The “years of pilgrimage” were launched by the scandal of Liszt’s elopement with Marie, Comtesse d’Agoult, with whom he went on to have three illegitimate children. One of these children, Cosima, was to follow in her mother’s scandalous footsteps in dalliance and motherhood with Richard Wagner, whom she later married. The film presents us with dreamy, evocative scenes of Liszt and Marie riding in a carriage pulled by two white horses, strolling down the vast lawns of a villa toward Lago di Como, and wafting romantically across the lake in a graceful boat. Somehow we don’t see any scenes with those three little children born within a four-year span; there’s no wailing or nappies or grubby fingers, which may have been just the sort of thing that caused the disintegration of the couple’s romance after the birth of their third child.
The beautiful locations, however - they also include sites in Milan, Pisa, San Rossore, and Rome, though unfortunately the Swiss locations are neglected - are not merely window dressing. They do shed light on the visual effects Liszt was recreating in his music, with Les Années de Pčlerinage providing an aural travelogue of the composer’s journeys.

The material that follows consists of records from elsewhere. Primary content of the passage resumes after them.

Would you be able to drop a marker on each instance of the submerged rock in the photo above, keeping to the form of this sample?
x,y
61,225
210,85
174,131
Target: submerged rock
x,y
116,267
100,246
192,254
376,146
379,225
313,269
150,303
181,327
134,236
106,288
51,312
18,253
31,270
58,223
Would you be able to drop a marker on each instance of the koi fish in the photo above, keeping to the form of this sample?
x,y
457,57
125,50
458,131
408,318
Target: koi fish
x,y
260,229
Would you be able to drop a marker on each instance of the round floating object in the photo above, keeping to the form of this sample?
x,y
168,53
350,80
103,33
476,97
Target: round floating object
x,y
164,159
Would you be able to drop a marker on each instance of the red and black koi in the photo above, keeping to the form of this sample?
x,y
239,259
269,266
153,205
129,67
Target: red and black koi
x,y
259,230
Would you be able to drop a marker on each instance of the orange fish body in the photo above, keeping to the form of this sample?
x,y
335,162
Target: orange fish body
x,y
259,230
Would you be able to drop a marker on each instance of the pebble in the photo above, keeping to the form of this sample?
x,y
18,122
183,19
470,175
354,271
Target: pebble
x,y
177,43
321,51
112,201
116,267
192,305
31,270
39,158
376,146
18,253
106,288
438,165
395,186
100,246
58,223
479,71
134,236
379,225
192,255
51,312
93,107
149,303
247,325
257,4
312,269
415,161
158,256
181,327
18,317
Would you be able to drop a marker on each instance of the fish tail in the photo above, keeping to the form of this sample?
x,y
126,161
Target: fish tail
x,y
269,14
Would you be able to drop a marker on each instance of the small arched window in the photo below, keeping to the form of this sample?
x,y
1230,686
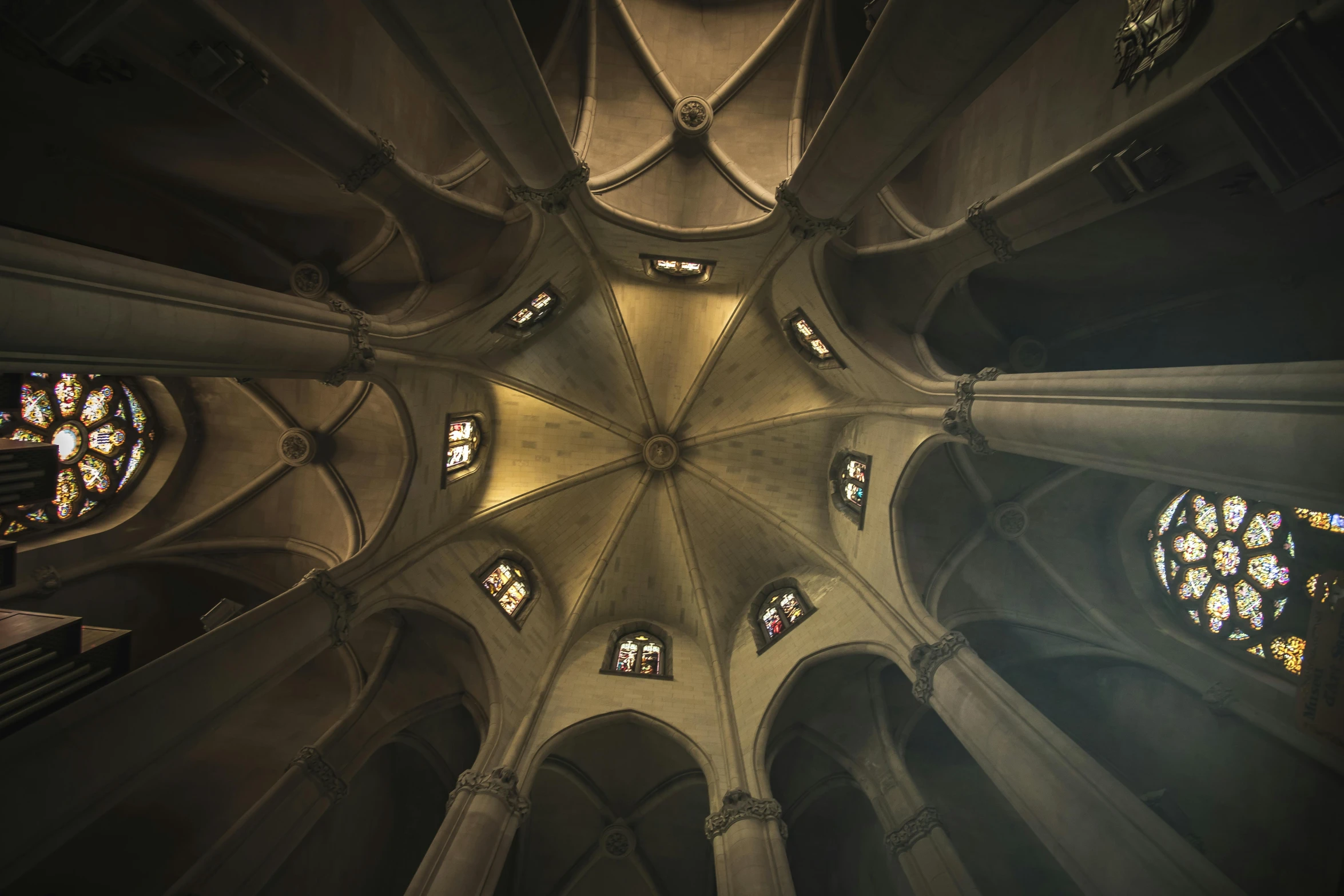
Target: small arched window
x,y
781,612
462,447
850,475
104,432
1238,572
639,653
809,341
508,585
524,318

The narration gives a good overview of Liszt’s highly eventful life, from his piano debut in Paris at the tender age of 12 through the public wave of adulation that Heine dubbed “Lisztomania”, past a succession of passionate love affairs, and on to the final rise of his Catholicism in the taking of minor clerical orders late in life. Kissin has some priceless observations on this late triumph of faith, after Liszt’s succession of flagrant love affairs.
In sum: Enjoyable fare, especially for Liszt fans, and an entertaining commemoration of the bicentennial of Liszt’s birth.